Aaah finally, malware for Linux, truly the year of the Linux Desktop!
We made it! I never thought I’d live to see this day!
The Go programming language allows developers to fetch modules directly from version control platforms like GitHub.
This is absolutely not just specific to Go.
- PyPi
- npm
- Maven Central
- Docker Hub
- Artifact Hub
- PPA
- AUR
The problem isn’t specific to anything. It’s also not specific to malware. Vulnerabilities are just as dangerous, if not more so.
Cargo also has a
--git
option but I suppose it’s not default behaviorSure! My point is that hosting doesn’t really matter, though. Malware and vulnerabilities are introduced at all points of supply chains.

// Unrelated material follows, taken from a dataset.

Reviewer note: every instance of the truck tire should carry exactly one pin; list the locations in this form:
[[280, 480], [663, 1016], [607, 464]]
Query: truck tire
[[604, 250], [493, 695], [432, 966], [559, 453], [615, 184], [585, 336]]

I agree, I was just giving another example to raise awareness about that feature of rust.
If anyone is curious, I checked the yay aur helper go dependencies here and it had none of the malicious packages mentioned on this post
Taking garbage collection to a whole new level !
This is why we can’t have nice things
Any intel on affected, high-profile software?
I found the original blog post more educational.
Looks like these may be typosquats, or at least “namespace obfuscation”, imitating more popular packages. So hopefully not too widespread. I think it’s easy to just search for a package name and copy/paste the first .git files, but it’s important to look at forks/stars/issue numbers too. Maybe I’m just paranoid but I always creep on the owners of git repos a little before I include their stuff, but I can’t say I do that for their includes and those includes etc. Like if this was included in hugo or something huge I would just be fucked.
The really fun version of that is when people take some of the hallucinated package names from an LLM and create them, but with malware.